In [1]:
import pandas as pd
import numpy as np
from sklearn.model_selection import train_test_split
from sklearn.preprocessing import StandardScaler, OneHotEncoder
from sklearn.compose import ColumnTransformer
from sklearn.pipeline import Pipeline
from sklearn.linear_model import LinearRegression
from sklearn.metrics import mean_squared_error, r2_score
import matplotlib.pyplot as plt
from sklearn.compose import ColumnTransformer
from sklearn.preprocessing import StandardScaler, OneHotEncoder
import os
import tensorflow
import missingno as msno
from fancyimpute import IterativeImputer, KNN

2025-01-05 21:55:33.609994: I tensorflow/core/util/port.cc:153] oneDNN custom operations are on. You may see slightly different numerical results due to floating-point round-off errors from different computation orders. To turn them off, set the environment variable `TF_ENABLE_ONEDNN_OPTS=0`.
2025-01-05 21:55:33.632706: I external/local_xla/xla/tsl/cuda/cudart_stub.cc:32] Could not find cuda drivers on your machine, GPU will not be used.
2025-01-05 21:55:33.807629: I external/local_xla/xla/tsl/cuda/cudart_stub.cc:32] Could not find cuda drivers on your machine, GPU will not be used.
2025-01-05 21:55:33.894977: E external/local_xla/xla/stream_executor/cuda/cuda_fft.cc:477] Unable to register cuFFT factory: Attempting to register factory for plugin cuFFT when one has already been registered
E0000 00:00:1736114134.026031   56603 cuda_dnn.cc:8310] Unable to register cuDNN factory: Attempting to register factory for plugin cuDNN when one has already been registered
E0000 00:00:1736114134.07

In [2]:
# Load all data files
kiwo_url = '../Data/kiwo.csv'
umsatz_url = '../Data/train.csv'
wetter_url = '../Data/wetter.csv'
test_url = '../Data/test.csv'

df_kiwo = pd.read_csv(kiwo_url)
df_umsatz = pd.read_csv(umsatz_url)
df_wetter = pd.read_csv(wetter_url)
df_test = pd.read_csv(test_url)

# Prepare training data
df_train = pd.merge(df_umsatz, df_wetter, on='Datum', how='left')
df_train = pd.merge(df_train, df_kiwo, on='Datum', how='left')

# Prepare test data
df_test = pd.merge(df_test, df_wetter, on='Datum', how='left')
df_test = pd.merge(df_test, df_kiwo, on='Datum', how='left')

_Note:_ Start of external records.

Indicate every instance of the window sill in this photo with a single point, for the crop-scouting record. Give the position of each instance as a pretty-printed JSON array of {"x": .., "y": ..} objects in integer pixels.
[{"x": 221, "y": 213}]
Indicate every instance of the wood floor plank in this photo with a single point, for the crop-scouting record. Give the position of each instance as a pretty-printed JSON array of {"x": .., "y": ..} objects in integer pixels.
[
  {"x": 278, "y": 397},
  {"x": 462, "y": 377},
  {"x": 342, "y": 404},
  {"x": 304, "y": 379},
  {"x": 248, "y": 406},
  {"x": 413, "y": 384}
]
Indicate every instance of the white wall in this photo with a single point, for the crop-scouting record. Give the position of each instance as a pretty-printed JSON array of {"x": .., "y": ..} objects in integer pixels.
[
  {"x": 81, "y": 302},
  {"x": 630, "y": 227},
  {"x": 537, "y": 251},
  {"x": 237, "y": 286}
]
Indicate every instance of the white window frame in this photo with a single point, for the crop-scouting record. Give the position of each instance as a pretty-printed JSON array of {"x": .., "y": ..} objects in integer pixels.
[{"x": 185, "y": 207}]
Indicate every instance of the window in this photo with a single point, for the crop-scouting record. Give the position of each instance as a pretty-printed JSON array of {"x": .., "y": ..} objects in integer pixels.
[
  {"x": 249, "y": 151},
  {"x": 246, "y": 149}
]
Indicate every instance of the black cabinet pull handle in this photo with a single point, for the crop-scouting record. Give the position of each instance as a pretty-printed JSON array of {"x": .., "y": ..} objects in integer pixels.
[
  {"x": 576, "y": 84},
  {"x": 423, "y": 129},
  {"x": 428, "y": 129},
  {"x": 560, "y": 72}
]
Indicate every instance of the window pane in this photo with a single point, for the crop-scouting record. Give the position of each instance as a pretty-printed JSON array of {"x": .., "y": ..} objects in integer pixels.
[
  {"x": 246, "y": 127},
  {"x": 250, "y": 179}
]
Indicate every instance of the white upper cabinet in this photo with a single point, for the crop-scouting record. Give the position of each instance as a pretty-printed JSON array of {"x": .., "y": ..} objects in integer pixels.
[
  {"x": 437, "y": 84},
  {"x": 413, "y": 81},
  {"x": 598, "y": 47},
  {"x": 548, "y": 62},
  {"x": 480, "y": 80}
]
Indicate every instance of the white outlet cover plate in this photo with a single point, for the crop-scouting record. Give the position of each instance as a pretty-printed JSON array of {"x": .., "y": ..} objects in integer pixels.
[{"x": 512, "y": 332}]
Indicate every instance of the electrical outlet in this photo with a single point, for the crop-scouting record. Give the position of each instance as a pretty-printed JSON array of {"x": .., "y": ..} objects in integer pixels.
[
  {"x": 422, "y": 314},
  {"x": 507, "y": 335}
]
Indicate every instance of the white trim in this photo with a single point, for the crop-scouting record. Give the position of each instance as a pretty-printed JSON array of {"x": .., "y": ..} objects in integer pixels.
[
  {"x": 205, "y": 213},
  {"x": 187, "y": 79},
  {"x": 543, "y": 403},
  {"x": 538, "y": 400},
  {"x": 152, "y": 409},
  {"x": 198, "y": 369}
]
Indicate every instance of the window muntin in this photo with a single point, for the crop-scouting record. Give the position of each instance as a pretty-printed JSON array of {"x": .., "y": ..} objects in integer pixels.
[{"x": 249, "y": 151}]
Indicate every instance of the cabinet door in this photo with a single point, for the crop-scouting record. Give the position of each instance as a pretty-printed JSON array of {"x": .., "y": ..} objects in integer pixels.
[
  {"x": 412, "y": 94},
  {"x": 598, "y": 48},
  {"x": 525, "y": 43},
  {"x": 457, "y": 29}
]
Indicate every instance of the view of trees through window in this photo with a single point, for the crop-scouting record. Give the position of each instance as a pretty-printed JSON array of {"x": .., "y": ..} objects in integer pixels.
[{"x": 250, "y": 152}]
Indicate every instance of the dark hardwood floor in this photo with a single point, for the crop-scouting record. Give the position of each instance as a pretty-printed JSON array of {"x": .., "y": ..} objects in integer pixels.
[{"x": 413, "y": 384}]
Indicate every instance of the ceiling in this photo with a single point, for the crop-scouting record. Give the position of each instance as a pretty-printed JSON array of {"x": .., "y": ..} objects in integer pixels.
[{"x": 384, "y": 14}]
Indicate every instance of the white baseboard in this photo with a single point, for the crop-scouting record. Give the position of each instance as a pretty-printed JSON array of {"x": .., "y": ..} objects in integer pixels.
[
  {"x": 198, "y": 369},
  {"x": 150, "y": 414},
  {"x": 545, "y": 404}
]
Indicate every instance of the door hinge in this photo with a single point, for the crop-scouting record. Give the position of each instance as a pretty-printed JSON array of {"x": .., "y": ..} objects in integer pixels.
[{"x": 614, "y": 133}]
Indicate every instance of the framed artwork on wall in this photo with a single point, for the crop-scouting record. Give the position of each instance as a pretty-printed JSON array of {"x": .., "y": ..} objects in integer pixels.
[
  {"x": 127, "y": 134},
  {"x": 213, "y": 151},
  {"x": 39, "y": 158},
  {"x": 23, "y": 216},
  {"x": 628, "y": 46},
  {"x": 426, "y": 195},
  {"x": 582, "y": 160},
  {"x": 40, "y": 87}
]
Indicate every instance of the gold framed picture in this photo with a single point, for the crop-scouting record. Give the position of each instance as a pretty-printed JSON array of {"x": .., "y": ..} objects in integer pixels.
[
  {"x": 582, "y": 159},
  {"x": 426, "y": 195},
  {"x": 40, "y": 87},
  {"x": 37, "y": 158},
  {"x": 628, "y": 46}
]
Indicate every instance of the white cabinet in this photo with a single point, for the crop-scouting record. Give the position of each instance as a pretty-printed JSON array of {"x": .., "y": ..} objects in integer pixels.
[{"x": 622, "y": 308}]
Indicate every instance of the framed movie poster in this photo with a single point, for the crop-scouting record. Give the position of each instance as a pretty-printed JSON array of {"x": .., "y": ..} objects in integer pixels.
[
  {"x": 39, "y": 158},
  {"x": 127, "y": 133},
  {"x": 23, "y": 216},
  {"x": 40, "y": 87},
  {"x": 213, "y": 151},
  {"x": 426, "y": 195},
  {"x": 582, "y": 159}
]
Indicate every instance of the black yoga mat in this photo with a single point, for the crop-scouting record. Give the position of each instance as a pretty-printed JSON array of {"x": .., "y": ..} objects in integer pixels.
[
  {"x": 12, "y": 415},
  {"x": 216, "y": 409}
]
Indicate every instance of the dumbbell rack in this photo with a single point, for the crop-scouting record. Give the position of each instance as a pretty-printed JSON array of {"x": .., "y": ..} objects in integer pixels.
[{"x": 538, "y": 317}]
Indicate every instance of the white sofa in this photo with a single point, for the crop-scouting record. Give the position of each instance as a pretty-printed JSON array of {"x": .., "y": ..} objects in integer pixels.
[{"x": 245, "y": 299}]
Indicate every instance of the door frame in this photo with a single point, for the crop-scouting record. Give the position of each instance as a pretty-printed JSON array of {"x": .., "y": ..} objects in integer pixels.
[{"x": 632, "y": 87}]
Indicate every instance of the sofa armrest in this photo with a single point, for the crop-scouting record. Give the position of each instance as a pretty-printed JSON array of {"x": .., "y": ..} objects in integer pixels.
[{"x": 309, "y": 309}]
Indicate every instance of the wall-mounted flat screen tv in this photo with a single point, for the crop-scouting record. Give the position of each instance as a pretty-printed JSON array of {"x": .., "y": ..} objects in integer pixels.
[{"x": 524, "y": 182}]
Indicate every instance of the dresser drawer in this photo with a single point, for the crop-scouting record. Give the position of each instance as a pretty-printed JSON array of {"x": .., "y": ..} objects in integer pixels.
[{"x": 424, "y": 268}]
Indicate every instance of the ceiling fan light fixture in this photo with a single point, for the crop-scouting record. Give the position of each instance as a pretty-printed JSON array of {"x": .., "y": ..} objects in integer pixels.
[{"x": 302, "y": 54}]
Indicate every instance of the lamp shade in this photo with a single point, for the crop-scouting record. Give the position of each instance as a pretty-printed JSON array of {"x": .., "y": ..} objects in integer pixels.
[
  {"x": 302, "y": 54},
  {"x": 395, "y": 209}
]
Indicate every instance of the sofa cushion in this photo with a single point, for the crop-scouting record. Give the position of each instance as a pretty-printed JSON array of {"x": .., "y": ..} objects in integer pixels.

# Apply the same preprocessing to both training and test data
def prepare_data(data):
    # Convert Datum to datetime
    data['Datum'] = pd.to_datetime(data['Datum'])
    
    # Extract additional features from date
    data['DayOfWeek'] = data['Datum'].dt.dayofweek
    data['Month'] = data['Datum'].dt.month
    
    # Create 'temperatur_binned' feature
    def bin_temperature(row):
        month = row['Month']
        temperature = row['Temperatur']
        
        if month in [12, 1, 2]:  # Winter
            if temperature <= 0: return 'Very Cold'
            elif temperature <= 5: return 'Cold'
            elif temperature <= 10: return 'Mild'
            else: return 'Warm'
        elif month in [3, 4, 5]:  # Spring
            if temperature <= 10: return 'Cool'
            elif temperature <= 15: return 'Mild'
            elif temperature <= 25: return 'Warm'
            else: return 'Hot'
        elif month in [6, 7, 8]:  # Summer
            if temperature <= 15: return 'Cool'
            elif temperature <= 20: return 'Mild'
            elif temperature <= 30: return 'Warm'
            else: return 'Hot'
        else:  # Fall
            if temperature <= 10: return 'Cool'
            elif temperature <= 15: return 'Mild'
            elif temperature <= 25: return 'Warm'
            else: return 'Hot'

    data['Temperatur_binned'] = data.apply(bin_temperature, axis=1)

    # Handle KielerWoche
    data['KielerWoche'] = data['KielerWoche'].fillna(0).apply(lambda x: 1 if x != 0 else 0)
    
    # Handle missing data with KNN imputation
    numerical_columns = data.select_dtypes(include=['float64', 'int64']).columns
    non_numerical_columns = data.select_dtypes(exclude=['float64', 'int64']).columns

    imputer_irmi = IterativeImputer()
    imputed_numerical = pd.DataFrame(
        imputer_irmi.fit_transform(data[numerical_columns]),
        columns=numerical_columns,
        index=data.index
    )

    data = pd.concat([imputed_numerical, data[non_numerical_columns]], axis=1)
    
    return data

# Prepare both datasets
df_train = prepare_data(df_train)
df_test = prepare_data(df_test)

# Split training data into train and validation
train_size = int(0.85 * len(df_train))  # Using 85% for training, 15% for validation
df_train_final = df_train[:train_size]
df_val = df_train[train_size:]

# Define categorical features
categorical_features = ['Warengruppe', 'Temperatur_binned', 'DayOfWeek', 'KielerWoche', 'Month', 'Wettercode']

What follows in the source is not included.